Old houses are seen as being a real problem with regards to carbon emissions. Their walls are seen as being really inefficient and difficult to treat. When we use computer programmes to calculate how efficient our homes are we use something called rdSAP (this is Reduced Data Standard Assessment Procedure). With this a U value figure of 2.1 is used. U values are a measure of how thermally efficient a building element is. The lower the U value the better the insulation of the element. New housing is commonly built with a designed U value of 0.3 in the walls. So 2.1 looks really bad. However, research has recently shown that most solid walls actually have a U value of between 0.7 and 1.6, so a lot better than we give them credit for.
Nevertheless, with the need for carbon reduction, we do need to improve the efficiency of this type of housing stock (the old terraces, country cottages, barns etc.) So how best to do this?
Before we can start to look at options we need to understand how walls work and this involves looking at how they were made and what they were made of. For more info on this look at the blog below South Wales’ VictorianTerraces – Home, House or Castle?
So given that we need to preserve breathability what can we use?
There are a number of options here, assuming that your house still has its breathability in tact. If you have cement render on the outside that is trapping in moisture, just by removing this and allowing the walls to dry out you will see a 30% improvement in the thermal performance of your walls (approx.)
The main options you have are based on where you can insulate. Insulation can be placed on the outside or the inside. Ideally you will look at external solutions. This keeps the thermal mass on the inside and also reduces any risk of frost damage to the outside (insulating on the inner walls reduces heat flow and can cause frost to come further into the walls).
External insulation options are:
Woodfibre boards (these are wood boards that are mechanically attached to the wall and then rendered over or overclad with timber / brick slips). Remember that you will need to use a breathable render and paint on the finish.

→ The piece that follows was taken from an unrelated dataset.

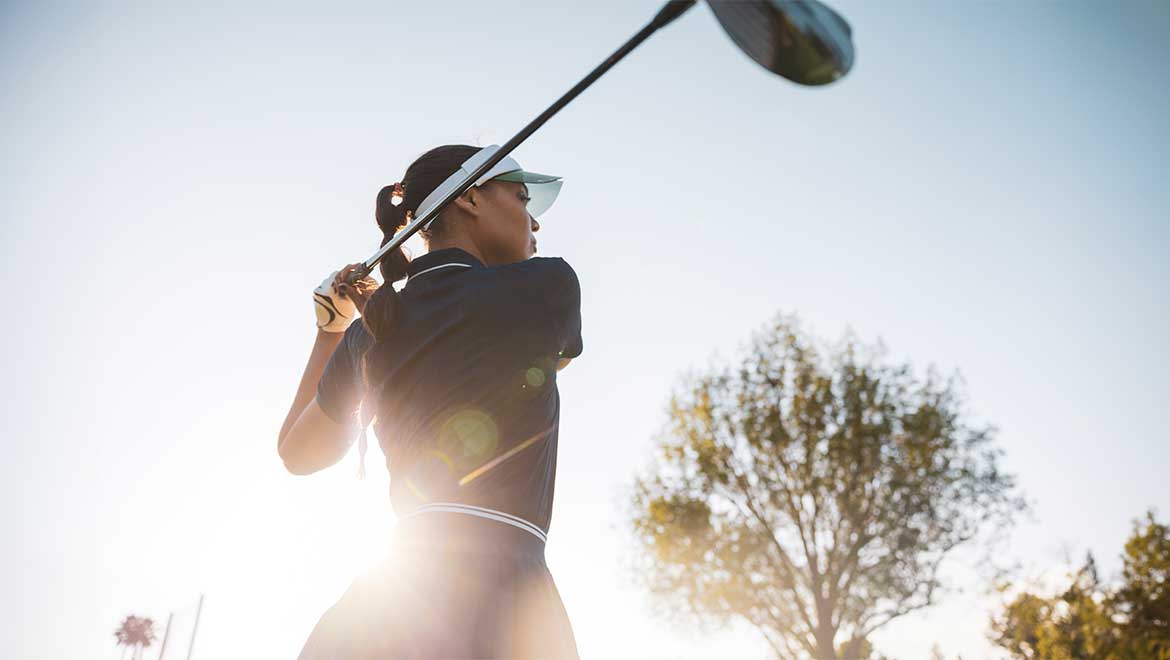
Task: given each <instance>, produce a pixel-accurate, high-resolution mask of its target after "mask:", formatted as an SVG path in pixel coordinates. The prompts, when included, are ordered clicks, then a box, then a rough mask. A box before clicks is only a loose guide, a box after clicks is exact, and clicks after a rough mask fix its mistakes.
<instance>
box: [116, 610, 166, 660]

For more info visit some of the suppliers websites. Eco Home Centre can access the best (and oddly the cheapest) system if required.
Lime render with added insulating aggregate. This can be vermiculite, perlite, hemp or just a stone dust. All of these are natural insulants and allow moisture to pass through. They can be applied in varying depths, but should be blown onto a wall rather than troweled. A specialist contractor should be employed for this. Eco Home Centre would recommend Welsh Lime Works or Vale Lime.
Internal insulation options are:
Insowall insulating render / plaster. This is a modern, but breathable, product based on lime and nano-technology insulating material that replaces render. So this is great where space is at a premium. It can be put on up to 40mm thick and will improve the insulation value around 70%. I have used this at home and been impressed by it. However read the instructions on the bag, as some conventional plasterers will try and use it like normal plaster. Can take a clay or lime finishing top coat.
Hemp render / plaster. This is a lime plaster with hemp as an aggregate. A good insulator, but needs to be put on quite thickly to get good values.
Sheeps wool or wood fibre insulation blocks. These are similar to the external renders, but designed for internal use. Mechanically attached to the wall and then rendered over.
Studding out the wall with timber and infilling with a natural insulation material like recycled celloluse, sheep’s wool, hemp or flax. Remember here to use a wood wool board to provide your internal finish for plastering.
PLEASE, please, remember NOT to use conventional dry walling products like insulating plasterboards, phenolic boards etc. These are not breathable and can cause no end of damage to the walls by trapping in moisture and hiding any damp and mould.